Big publishers have always been wholesalers rather than retailers so with ebooks they’ve understandably flailed around, in search of the magic model they can stick their product into the appropriate end of. This has led to some degree of panic when they’ve chosen the wrong end. Now they’re essentially waiting for Apple or Amazon or Google or Someone Inc. to sort out how the system will work so they can throw their product at it and get back to what they want to do: publish books, e- or otherwise.
And fair enough, I guess. Not an overly ambitious strategy but, then again, publishing is a high risk business that rewards, over the long-term, a conservative temperament. Smaller publishers, who have always been a bit more nimble and adventurous, are dabbling with some interesting approaches that may, through pocket evolution, eventually produce something for the whole industry, while working on sensible benefits for themselves. But, ultimately, small publishers will go with whatever model the industry settles on.
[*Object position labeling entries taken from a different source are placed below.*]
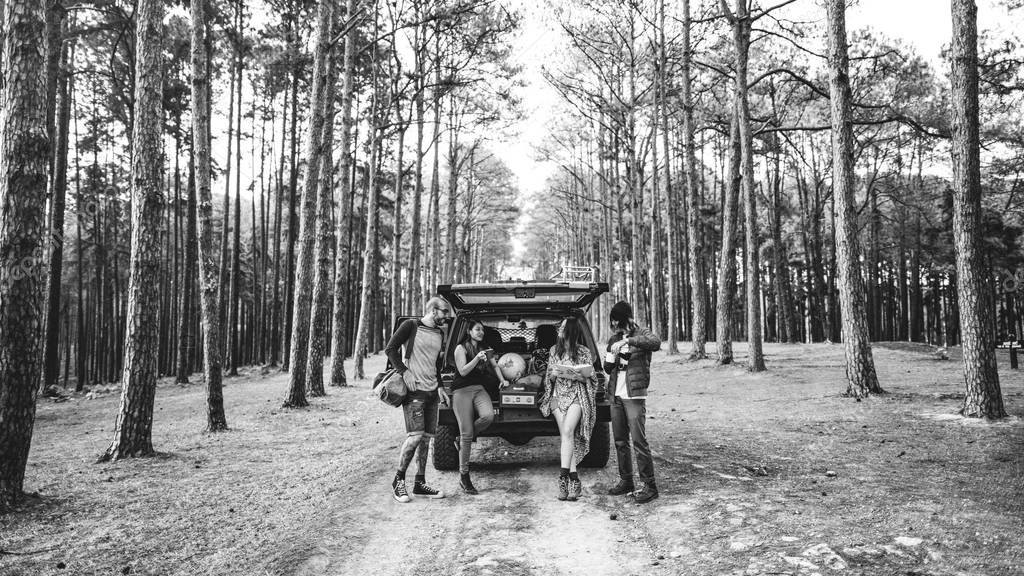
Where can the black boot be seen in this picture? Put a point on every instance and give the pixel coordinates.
(467, 485)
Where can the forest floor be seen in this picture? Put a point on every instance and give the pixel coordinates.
(759, 474)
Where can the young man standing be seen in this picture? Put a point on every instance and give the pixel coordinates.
(426, 336)
(628, 365)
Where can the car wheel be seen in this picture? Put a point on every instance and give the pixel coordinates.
(600, 447)
(445, 455)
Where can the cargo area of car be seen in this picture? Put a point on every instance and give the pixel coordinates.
(529, 338)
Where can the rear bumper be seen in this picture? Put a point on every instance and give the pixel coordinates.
(520, 422)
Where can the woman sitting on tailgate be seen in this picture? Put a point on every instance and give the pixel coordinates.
(569, 389)
(476, 367)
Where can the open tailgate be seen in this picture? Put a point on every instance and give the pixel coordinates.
(522, 296)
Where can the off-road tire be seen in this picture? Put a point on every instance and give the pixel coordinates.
(600, 447)
(445, 456)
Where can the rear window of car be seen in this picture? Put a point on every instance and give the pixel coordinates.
(518, 335)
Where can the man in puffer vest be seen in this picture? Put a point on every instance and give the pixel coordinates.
(628, 365)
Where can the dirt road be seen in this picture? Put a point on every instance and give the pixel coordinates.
(767, 474)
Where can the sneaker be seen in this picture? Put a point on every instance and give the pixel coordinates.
(563, 487)
(422, 489)
(646, 494)
(400, 492)
(576, 489)
(467, 485)
(624, 487)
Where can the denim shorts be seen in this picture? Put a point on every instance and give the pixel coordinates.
(421, 412)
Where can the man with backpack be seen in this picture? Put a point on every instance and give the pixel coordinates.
(423, 340)
(628, 365)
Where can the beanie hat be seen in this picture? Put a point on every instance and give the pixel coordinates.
(622, 313)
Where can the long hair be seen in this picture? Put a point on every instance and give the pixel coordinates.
(569, 340)
(468, 343)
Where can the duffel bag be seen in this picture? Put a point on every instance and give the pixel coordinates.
(390, 387)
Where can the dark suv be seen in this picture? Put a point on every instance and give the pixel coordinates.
(520, 318)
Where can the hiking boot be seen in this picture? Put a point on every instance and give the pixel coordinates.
(563, 487)
(576, 489)
(624, 487)
(467, 485)
(646, 494)
(422, 489)
(399, 490)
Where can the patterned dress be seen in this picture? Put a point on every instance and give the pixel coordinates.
(560, 393)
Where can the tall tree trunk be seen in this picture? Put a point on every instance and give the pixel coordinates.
(325, 237)
(58, 189)
(339, 325)
(133, 430)
(670, 193)
(363, 332)
(186, 296)
(25, 151)
(859, 362)
(981, 376)
(727, 254)
(275, 345)
(741, 23)
(307, 225)
(293, 189)
(235, 286)
(435, 183)
(223, 290)
(697, 285)
(209, 273)
(396, 231)
(414, 290)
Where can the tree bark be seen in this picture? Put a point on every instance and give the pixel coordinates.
(697, 286)
(981, 376)
(133, 430)
(741, 23)
(186, 292)
(307, 224)
(727, 253)
(25, 151)
(325, 238)
(859, 362)
(339, 326)
(209, 273)
(58, 190)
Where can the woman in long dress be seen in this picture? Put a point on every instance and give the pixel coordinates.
(570, 385)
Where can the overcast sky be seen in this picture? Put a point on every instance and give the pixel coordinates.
(925, 25)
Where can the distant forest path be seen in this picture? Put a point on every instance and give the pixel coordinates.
(760, 474)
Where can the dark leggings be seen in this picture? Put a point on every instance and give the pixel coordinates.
(465, 402)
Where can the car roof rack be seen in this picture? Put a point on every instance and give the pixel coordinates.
(576, 274)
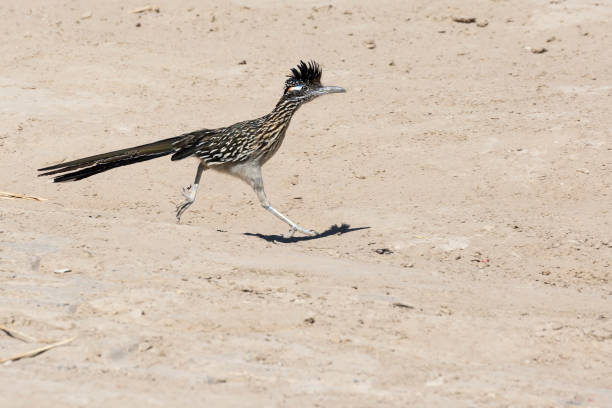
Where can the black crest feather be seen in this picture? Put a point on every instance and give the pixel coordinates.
(307, 72)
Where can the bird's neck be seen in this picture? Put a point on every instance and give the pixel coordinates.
(284, 110)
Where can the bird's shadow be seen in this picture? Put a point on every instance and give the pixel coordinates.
(333, 230)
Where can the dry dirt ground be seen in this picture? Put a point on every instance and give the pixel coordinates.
(474, 175)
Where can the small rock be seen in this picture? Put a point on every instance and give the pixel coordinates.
(539, 50)
(402, 305)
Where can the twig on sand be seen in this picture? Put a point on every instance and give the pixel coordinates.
(11, 196)
(38, 351)
(17, 335)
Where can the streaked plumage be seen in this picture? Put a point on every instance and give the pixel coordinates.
(240, 149)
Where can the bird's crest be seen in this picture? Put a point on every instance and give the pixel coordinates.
(309, 73)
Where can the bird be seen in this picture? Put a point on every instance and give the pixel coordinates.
(239, 150)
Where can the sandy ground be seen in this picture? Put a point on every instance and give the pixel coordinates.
(474, 176)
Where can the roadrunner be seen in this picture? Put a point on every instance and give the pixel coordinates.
(240, 149)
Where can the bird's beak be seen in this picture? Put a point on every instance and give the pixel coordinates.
(324, 90)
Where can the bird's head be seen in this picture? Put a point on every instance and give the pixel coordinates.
(304, 83)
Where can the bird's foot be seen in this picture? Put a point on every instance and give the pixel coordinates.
(182, 207)
(187, 192)
(304, 231)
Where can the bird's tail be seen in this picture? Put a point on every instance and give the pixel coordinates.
(99, 163)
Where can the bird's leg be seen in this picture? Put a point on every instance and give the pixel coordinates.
(189, 193)
(257, 185)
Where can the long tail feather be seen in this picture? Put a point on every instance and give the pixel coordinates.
(106, 161)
Again, fair enough. Though, as an aside, I think everyone should consider the very real possibility that an absolute model will not present itself, more likely to be needed are flexible responses that bow to inevitable technological evolution; publishing is committed to entrenched models, and technology isn’t into that.
What this seems to leave behind is the book itself. The kind with paper in it. I think a short-term experiment could be made. Get rid of the initial hardback/trade paperback print run and publish directly into paperback. Sure, publish a few hardbacks alongside to cover collectors, libraries and aficionados, but just stick to paperbacks for general sales.
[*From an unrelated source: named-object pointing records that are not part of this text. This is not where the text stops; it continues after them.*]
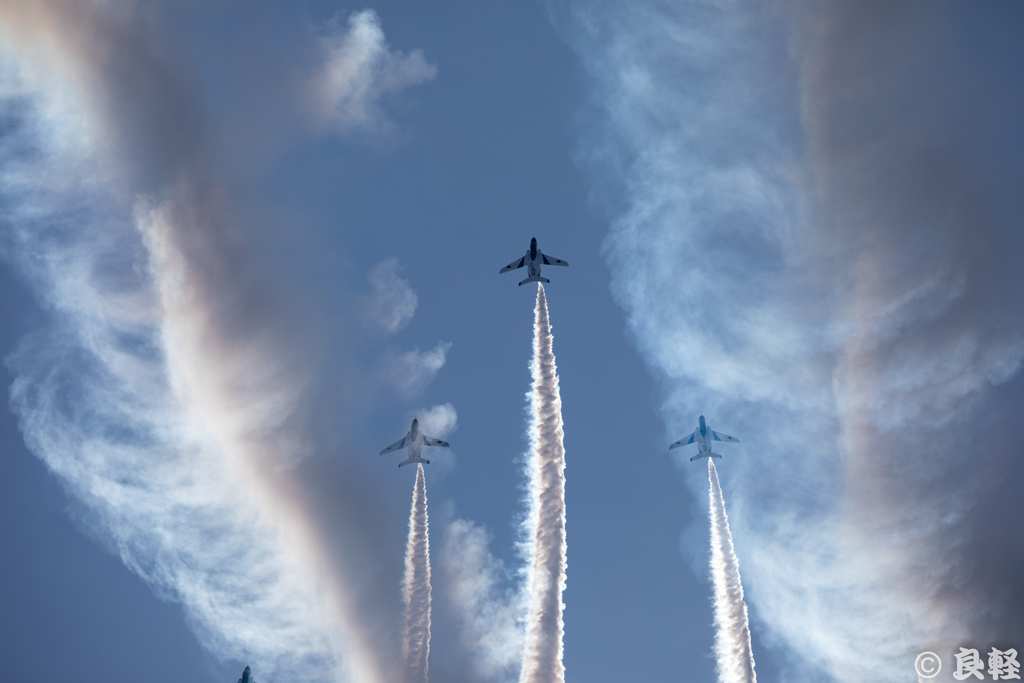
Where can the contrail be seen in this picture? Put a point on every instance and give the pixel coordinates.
(546, 525)
(732, 642)
(417, 586)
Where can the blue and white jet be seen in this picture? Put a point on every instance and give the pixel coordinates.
(702, 437)
(414, 442)
(534, 260)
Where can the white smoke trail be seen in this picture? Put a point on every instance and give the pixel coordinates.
(166, 393)
(417, 586)
(732, 640)
(546, 524)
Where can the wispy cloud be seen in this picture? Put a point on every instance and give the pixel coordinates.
(488, 603)
(358, 71)
(411, 372)
(168, 389)
(810, 226)
(392, 302)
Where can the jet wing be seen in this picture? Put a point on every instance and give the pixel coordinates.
(400, 443)
(724, 437)
(518, 263)
(683, 441)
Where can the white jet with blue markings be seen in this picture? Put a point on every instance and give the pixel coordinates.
(532, 260)
(414, 442)
(704, 437)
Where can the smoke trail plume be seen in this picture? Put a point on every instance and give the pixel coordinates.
(168, 391)
(417, 586)
(546, 579)
(732, 641)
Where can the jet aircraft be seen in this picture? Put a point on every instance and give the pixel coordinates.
(702, 437)
(532, 260)
(414, 442)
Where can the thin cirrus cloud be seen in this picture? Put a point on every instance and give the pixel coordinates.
(392, 302)
(166, 390)
(814, 232)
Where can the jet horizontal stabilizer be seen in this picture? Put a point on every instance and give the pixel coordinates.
(706, 455)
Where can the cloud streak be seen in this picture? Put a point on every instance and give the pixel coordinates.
(545, 525)
(417, 587)
(811, 216)
(732, 639)
(358, 71)
(168, 390)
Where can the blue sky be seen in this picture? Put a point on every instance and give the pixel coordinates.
(246, 245)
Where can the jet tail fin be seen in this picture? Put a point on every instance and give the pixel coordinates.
(535, 279)
(705, 455)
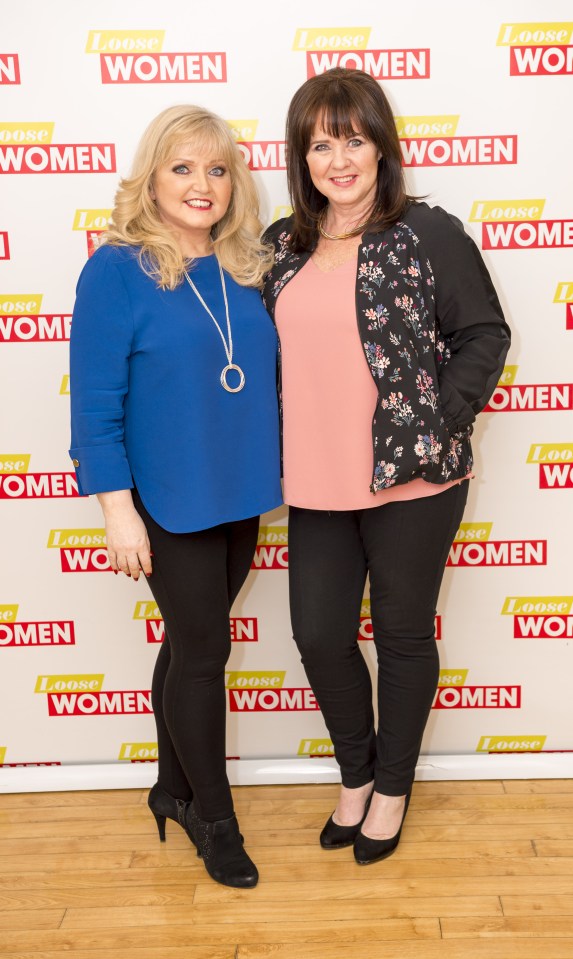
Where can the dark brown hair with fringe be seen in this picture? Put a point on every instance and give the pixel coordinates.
(344, 102)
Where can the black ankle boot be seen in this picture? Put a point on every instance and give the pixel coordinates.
(368, 850)
(163, 806)
(220, 844)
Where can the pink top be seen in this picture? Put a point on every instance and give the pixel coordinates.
(329, 397)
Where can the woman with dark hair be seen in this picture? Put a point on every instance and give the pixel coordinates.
(392, 341)
(175, 428)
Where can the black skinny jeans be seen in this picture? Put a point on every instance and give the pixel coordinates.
(404, 548)
(196, 578)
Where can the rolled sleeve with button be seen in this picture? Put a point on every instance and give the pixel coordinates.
(100, 348)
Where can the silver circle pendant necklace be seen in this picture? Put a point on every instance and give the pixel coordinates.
(228, 346)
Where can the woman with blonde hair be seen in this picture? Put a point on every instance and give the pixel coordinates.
(175, 428)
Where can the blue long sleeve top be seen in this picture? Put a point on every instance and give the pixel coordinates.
(148, 407)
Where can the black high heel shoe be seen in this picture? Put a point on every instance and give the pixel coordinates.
(220, 845)
(334, 836)
(368, 850)
(163, 806)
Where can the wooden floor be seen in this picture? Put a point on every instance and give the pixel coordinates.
(484, 869)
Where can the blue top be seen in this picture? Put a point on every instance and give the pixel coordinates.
(148, 408)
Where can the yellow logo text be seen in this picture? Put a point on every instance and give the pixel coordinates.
(537, 605)
(244, 129)
(508, 375)
(315, 747)
(125, 41)
(147, 610)
(331, 38)
(21, 304)
(59, 538)
(91, 219)
(535, 34)
(14, 462)
(24, 132)
(427, 126)
(511, 744)
(8, 613)
(564, 293)
(452, 677)
(141, 751)
(506, 210)
(272, 535)
(69, 683)
(550, 453)
(470, 532)
(255, 680)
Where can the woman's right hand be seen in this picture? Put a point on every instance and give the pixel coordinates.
(127, 541)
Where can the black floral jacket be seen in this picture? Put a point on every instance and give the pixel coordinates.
(433, 334)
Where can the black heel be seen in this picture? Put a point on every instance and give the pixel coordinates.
(160, 820)
(220, 846)
(163, 806)
(334, 836)
(368, 850)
Hardbacks and Trade Paperbacks are pre-built failures – in publishing the majority of books lose money, it takes the big sellers by the literary giants like Margaret Atwood or J.M. Coetzee, massive sales by popular authors like Dan Brown or J.K. Rowling to make enough profit to cover the costs of producing a larger catalogue that might contain something that will catch the literary or popular zeitgeist. These catalogues also give a publishing house some serious street cred for nurturing talent and producing good books.
Now, as with other things, size denotes prestige with books (see this excellent article about it from the Guardian), but that’s a peril to negotiate rather than one to define an industry by. The amount of money flushed down the toilet by publishers on a yearly basis is staggering – and that’s knowing the limited amount we know about such things. Publishers are not keen for people to know how many books they pulp each year. Just one of the major publishers in New Zealand pulps about 20,000 books per year.
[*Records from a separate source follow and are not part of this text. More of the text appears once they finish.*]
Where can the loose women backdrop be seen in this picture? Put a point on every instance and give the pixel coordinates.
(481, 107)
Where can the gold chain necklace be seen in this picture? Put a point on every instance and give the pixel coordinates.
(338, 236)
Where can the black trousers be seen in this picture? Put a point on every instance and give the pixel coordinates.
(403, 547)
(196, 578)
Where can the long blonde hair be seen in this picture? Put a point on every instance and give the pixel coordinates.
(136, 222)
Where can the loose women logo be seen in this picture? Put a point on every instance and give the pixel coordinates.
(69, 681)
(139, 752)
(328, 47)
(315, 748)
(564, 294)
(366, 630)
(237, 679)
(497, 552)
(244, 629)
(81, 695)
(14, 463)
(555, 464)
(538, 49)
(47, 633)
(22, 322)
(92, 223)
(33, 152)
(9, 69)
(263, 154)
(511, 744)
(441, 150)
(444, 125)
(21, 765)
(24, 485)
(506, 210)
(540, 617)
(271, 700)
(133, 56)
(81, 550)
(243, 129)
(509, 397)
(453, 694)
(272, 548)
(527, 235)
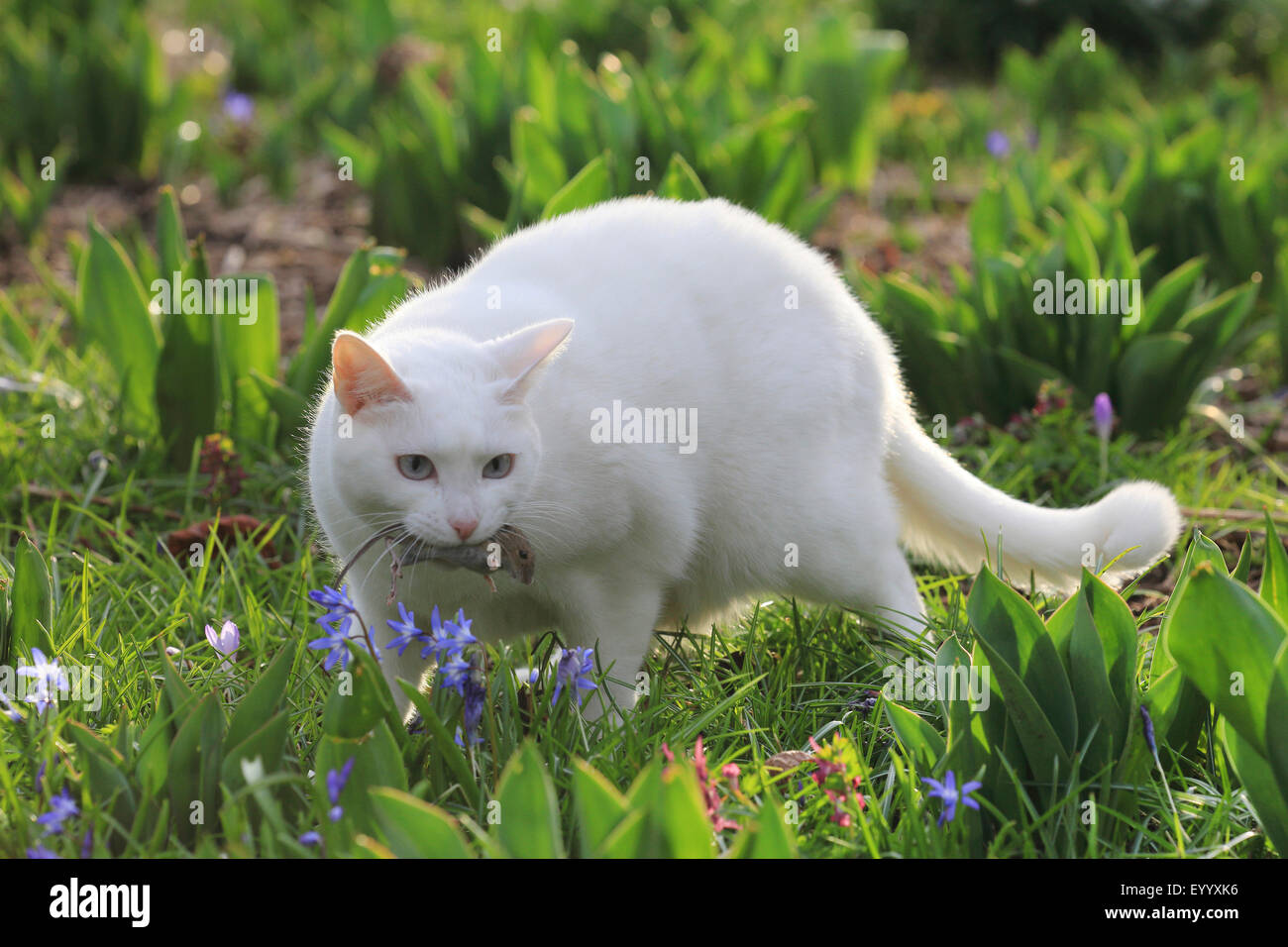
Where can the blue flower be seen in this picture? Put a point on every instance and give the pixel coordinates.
(456, 673)
(48, 678)
(449, 638)
(336, 644)
(1149, 731)
(338, 602)
(575, 668)
(9, 710)
(60, 808)
(406, 629)
(240, 107)
(1103, 414)
(476, 699)
(335, 783)
(948, 791)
Gods know what the global numbers are like. That’s not economics, that’s a raving mad aunt locked up in the sound proofed attic.
Even ignoring the mind-blowing waste and money loss pulping entails Profit margins for HB and T books are tight. Margins are greater on HB & TP books, per book sold, but losses are also greater if/when the book fails (which most do). Change to PB books, take a cut in profit per book and look to increase profit through selling greater quantities of cheaper books. Do the math on the differing format profit and loss models, adjust the author royalties and suddenly you’ve got something that would compare favourably to ebooks in price.
So, in the short-term, conserve failures. Save money on alternate printing costs, returns and reprints, all while making customers happier with lower prices (never a bad move) and less ungainly objects (which would certainly improve bookseller dispositions). It may be a bit Fabian in tactic but, in that spirit, it allows time to adapt to the changing world of publishing while promoting books at affordable and, significantly, competitive prices.
It may or may not work, but it would be interesting if someone were willing to give it a try. The timing couldn’t be too much better for such a venture.